Publié le par Joseph Jacotot






Pages 178 à 181



DE LA GÉOGRAPHIE
Première partie



    L’histoire, éclairée par la géographie et la chronologie, est une étude accessoire qu’il ne faut pas négliger. Mais la géographie se voit ; il ne s’agit que de retenir les positions qu’on a observées sur la carte. Fidèles à notre système mnémonique, nous n’étudions pas la géographie comme science; pour l’approfondir, il faut attendre que l’on connaisse les mathématiques. Nous nous contenterons de regarder sur la carte la situation de tous les objets dont il est question dans nos livres. On peut même s’amuser à faire de mémoire des cartes qui ne contiennent que les noms des lieux dont on parle dans les livres que nous apprenons.

    Vous observerez que nous ne développons en ce moment notre méthode que dans l’intention de montrer comment on enseigne la langue maternelle. Les autres connaissances que nous rattachons à cette étude ne sont supposées qu’accessoires; quand on voudra apprendre quoi que ce soit à fond et promptement, on suivra la marche indiquée pour la langue maternelle : Ayez un livre auquel vous rapporterez tous les autres.

    Chaque science en particulier demande un développement spécial que je me propose de donner successivement. Maintenant il ne s’agit que de donner une règle pour acquérir des notions peu nombreuses mais suffisantes, mais fixes et durables de tout le reste, quand on sait bien une chose dont on fait sa principale occupation.

    L’exemple que j’applique à la géographie suffit pour diriger dans toutes les autres études.
    Je suppose, en effet, que, sachant la littérature par la méthode, je veuille jeter les yeux sur un livre de physiologie. Mon intention n’est point de devenir physiologiste, mais les sciences sont sœurs; d’ailleurs je ne connaîtrai pas bien toutes les ressources de ma langue si je ne lis que les littérateurs : c’est dans la langue de la physique, par exemple, que nos grands poètes ont puisé tant d’expressions énergiques et de comparaisons sensibles. Je lirai donc la physiologie dans un bon écrivain. Je me perfectionnerai dans l’étude des expressions et des locutions; je comparerai les styles des différens genres.

    Ces faits et ces exercices nouveaux me feront faire des réflexions nouvelles, et comme je continue la route qui m’a été tracée dès l’enfance, je ne saurais m’égarer : point d’efforts, point de tâtonnemens; je ne change point d’allure; je ne recommence pas mon éducation; je reste dans mes habitudes; je répète sans cesse ce que j’ai appris; je crains toujours de l’oublier : c’est la base de tout l’édifice; c’est le terme de comparaison auquel je rapporte tout.

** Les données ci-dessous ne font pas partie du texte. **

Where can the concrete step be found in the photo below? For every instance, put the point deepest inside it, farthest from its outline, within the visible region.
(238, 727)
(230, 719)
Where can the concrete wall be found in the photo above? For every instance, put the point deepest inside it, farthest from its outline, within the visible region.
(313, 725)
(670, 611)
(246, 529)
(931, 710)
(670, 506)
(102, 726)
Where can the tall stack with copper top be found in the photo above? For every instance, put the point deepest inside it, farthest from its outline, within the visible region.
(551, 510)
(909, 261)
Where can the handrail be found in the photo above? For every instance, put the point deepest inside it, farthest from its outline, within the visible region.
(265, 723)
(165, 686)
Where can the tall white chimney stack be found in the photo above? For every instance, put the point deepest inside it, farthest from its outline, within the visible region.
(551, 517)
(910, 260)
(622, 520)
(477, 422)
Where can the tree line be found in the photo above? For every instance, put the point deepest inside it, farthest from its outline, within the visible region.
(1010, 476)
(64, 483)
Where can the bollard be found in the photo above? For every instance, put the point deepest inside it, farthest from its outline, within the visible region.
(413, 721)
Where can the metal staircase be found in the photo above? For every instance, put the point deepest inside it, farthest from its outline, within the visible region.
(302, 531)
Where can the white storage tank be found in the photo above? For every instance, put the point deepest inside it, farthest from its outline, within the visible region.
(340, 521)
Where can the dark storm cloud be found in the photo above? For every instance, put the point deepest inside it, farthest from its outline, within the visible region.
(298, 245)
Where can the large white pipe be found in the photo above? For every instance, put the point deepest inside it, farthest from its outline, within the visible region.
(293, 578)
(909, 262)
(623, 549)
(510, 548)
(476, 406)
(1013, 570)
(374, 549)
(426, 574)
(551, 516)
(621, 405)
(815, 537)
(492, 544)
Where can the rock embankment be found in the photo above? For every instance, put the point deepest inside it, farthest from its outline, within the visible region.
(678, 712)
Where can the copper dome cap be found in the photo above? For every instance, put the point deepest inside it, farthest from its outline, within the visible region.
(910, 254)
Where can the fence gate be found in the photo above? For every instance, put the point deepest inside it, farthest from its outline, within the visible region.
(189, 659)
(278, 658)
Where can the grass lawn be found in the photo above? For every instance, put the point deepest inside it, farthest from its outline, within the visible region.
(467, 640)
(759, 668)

    Il se forme ainsi dans ma tête de perpétuelles liaisons d’idées; mais leur nombre ne saurait nuire à leur clarté : l’ordre qui règne dans toutes mes acquisitions ne me permet pas la confusion. Tout est sous ma main, à ma disposition; je le retrouve quand je veux. Je lis, par exemple, dans un physiologiste, l’explication de ce qui se passe dans le sommeil. Je compare ce que j’ai lu dans mon livre de littérature, sur les songes, avec l’opinion du savant, et cette comparaison grave à jamais dans ma tête le raisonnement du médecin à côté de la description du poète.

    Il en est ainsi de la botanique et de toutes les autres sciences : les premiers élémens en sont partout. Le littérateur emprunte de toutes parts; il prend de toutes mains pour nourrir son esprit, pour entretenir ou rallumer le feu de son imagination.

    Personne ne doute que celui-là serait très savant qui connaîtrait un livre, et qui saurait tous les commentaires auxquels il a donné lieu. Il est vrai que cette supposition est absurde dans la vieille méthode : ce résultat ne peut être obtenu qu’à force de veilles et d’années; il est le fruit continuel d’une mémoire qui succombe sans cesse sous le fardeau d’un nombre prodigieux de faits et de réflexions nouvelles, éparses, sans ordre et, par conséquent, sans liaison.

    Mais ce qui paraît presque impossible devient un jeu quand on commence par savoir un livre. Il est aisé de s’apercevoir que tous les autres livres ne sont autre chose que le commentaire et le développement des idées contenues dans le premier.

    C’est cette remarque, c’est cet exercice, que nous appelons Tout est dans tout, qui rend facile l’acquisition d’un nombre illimité de connaissances nouvelles.